X waited for her at the surface. Because of all the rivers falling into it, the water was wildly choppy—a cauldron. But the chaos didn’t frighten Zoe. It energized her. She gestured for X to follow her, and they swam the circumference of the canyon, threading in and out of the waterfalls and searching for the Cave of Swords. Tree hadn’t known exactly where it was or what it looked like—when he and Dervish took X’s mother, he had waited up on the canyon’s edge. The water was so cold that, without powers, he’d have drowned within minutes.

Zoe assumed the name Cave of Swords had something to do with stalactites or stalagmites. Her father’s voice, which always came to her when she went caving, bubbled up in her head now: “The name could also refer to ice formations, Zo. Don’t forget all the cool freakin’ stuff our friend ice can do!” Zoe hated that her father could still insinuate himself into her thoughts. She pictured herself pushing him out of a house, swearing at him, slamming the door on his fingers.

There were dozens of fissures in the rock along the waterline. Any of them could have led to caves. Zoe and X took turns crawling into the bigger ones and looking for something, anything, that looked like swords. Zoe didn’t know the extent of her powers, but found that when she needed a particular ability it would appear, as if she had willed it into being. She’d never felt anything as weird and cool and exhilarating as the sensation of light pouring out of her palm.

For an hour, they found nothing. Then, as Zoe ducked behind one of the last waterfalls, she found an oval opening in the rock. There was a handprint beneath it. It had to be a sign.

Zoe swam back to X. She thought about how the powers that Regent gave them protected them from everything around them. She wished there was something that could protect X from everything inside him, too: the fear, the pain.

X treaded water, waiting.

She showed him the palm print on the rock.

Judging from the size and the elegant way that the fingers tapered, it was a woman’s hand—and it was made of blood.


The tunnel was only four feet wide and had a low, jagged ceiling. X didn’t want to let Zoe go in first. They argued. X pointed out that if he was behind her and got stuck, she wouldn’t be able to get out. Zoe pointed out gently—okay, maybe not that gently—that she knew how to cave and he didn’t and that he should suck it.

As they talked, a wind rolled out of the opening in the rock like a cold breath, followed by the unmistakable sounds of something approaching.
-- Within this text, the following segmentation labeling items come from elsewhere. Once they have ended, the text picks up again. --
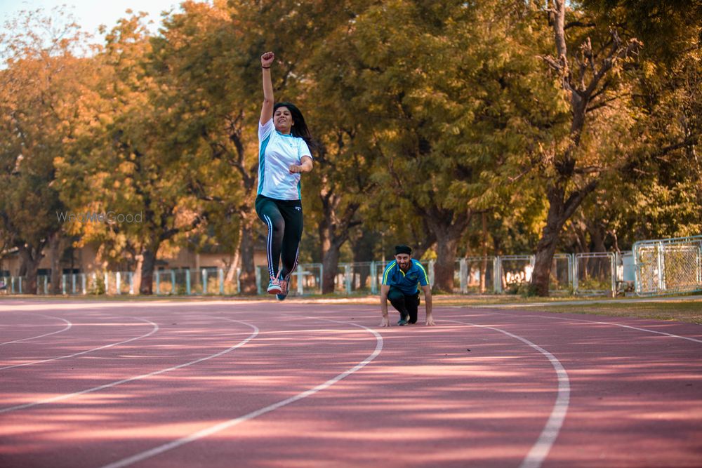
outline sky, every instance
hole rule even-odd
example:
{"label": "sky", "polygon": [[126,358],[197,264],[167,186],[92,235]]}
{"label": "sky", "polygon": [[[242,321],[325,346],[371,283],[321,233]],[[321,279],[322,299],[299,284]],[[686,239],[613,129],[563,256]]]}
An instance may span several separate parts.
{"label": "sky", "polygon": [[161,22],[161,12],[178,9],[180,3],[180,0],[0,0],[0,23],[16,16],[21,10],[41,8],[48,13],[55,6],[66,5],[67,11],[72,13],[84,31],[98,36],[100,25],[110,30],[117,20],[127,16],[125,11],[131,8],[148,13],[149,18],[154,22],[150,29],[155,32]]}

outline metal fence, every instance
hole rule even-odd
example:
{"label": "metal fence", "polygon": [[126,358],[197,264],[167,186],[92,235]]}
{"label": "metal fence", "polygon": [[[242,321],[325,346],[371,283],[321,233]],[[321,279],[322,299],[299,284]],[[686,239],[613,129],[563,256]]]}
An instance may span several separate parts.
{"label": "metal fence", "polygon": [[702,291],[702,236],[641,241],[632,250],[638,295]]}
{"label": "metal fence", "polygon": [[[383,273],[390,262],[340,263],[333,293],[351,295],[378,294]],[[435,262],[422,261],[430,284],[434,286]],[[519,293],[531,279],[534,256],[467,257],[456,261],[453,293],[456,294]],[[234,295],[241,290],[240,270],[229,275],[222,269],[166,269],[154,272],[157,295]],[[291,276],[291,296],[320,295],[324,267],[303,263]],[[136,294],[136,275],[132,272],[76,273],[60,276],[64,295]],[[256,269],[257,290],[265,294],[268,270]],[[37,294],[53,290],[51,278],[37,278]],[[639,295],[702,290],[702,236],[642,241],[631,252],[557,253],[551,265],[549,291],[552,294],[614,296],[635,291]],[[23,294],[23,276],[0,277],[0,292]]]}

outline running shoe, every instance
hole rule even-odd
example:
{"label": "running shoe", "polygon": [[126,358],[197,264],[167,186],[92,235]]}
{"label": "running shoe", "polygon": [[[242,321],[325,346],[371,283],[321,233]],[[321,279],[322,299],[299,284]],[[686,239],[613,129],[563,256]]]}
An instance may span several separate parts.
{"label": "running shoe", "polygon": [[277,278],[272,278],[268,283],[268,294],[280,294],[282,290],[280,280]]}
{"label": "running shoe", "polygon": [[278,298],[278,300],[285,300],[285,298],[288,297],[288,281],[289,280],[281,279],[279,280],[280,282],[280,293],[275,295],[275,297]]}

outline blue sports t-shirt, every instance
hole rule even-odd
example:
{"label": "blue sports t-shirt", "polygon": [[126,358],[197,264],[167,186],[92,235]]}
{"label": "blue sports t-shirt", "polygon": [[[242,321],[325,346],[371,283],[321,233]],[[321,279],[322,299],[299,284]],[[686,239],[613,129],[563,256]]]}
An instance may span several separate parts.
{"label": "blue sports t-shirt", "polygon": [[425,286],[429,284],[429,276],[422,264],[414,260],[410,260],[411,265],[407,272],[399,269],[397,262],[392,260],[383,273],[383,284],[388,286],[395,286],[402,291],[405,295],[412,295],[417,293],[417,283]]}
{"label": "blue sports t-shirt", "polygon": [[277,200],[299,200],[300,174],[291,174],[291,164],[300,164],[303,156],[310,158],[305,140],[284,135],[275,129],[273,119],[258,122],[258,194]]}

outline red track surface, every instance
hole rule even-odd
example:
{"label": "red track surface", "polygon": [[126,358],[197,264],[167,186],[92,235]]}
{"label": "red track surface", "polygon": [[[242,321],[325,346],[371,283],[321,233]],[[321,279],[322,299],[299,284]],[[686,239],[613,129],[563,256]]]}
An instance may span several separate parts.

By the time Zoe figured out what it was, there was no time for words. She pulled X under the surface with her as a torrent of water and debris shot out of the wall.

X hadn’t realized it was coming.

“Who’s going first?” said Zoe, when they surfaced again.

“Perhaps you should,” said X.

It turned out that water blasted out of the tunnel every five minutes, flinging dirt and rock like buckshot. Zoe lit the passage with her hands and gazed inside. It’d be a straight belly-crawl for 500 feet. She’d never crawled more than 75. There was no way she and X were going to get in and out between the blasts of water, and they had no ropes, no drills, no bolts, no Survival Sh*t to anchor themselves. They’d have to press against the walls when the current came, and hope it didn’t blow them out of the tunnel.

She didn’t say any of this. It was obvious from X’s face that he knew.

Zoe slipped into the tunnel on her stomach. The flood was muddy and slick, which would actually be an advantage: it’d be easy to glide. The first time she pulled herself forward, she forgot to factor in her new strength, and shot 50 feet without stopping. Behind her, X, who’d been unconsciously picking up bits of her vocabulary, shouted in a mash-up dialect: “Seriously? Is that indeed how it’s gonna be?”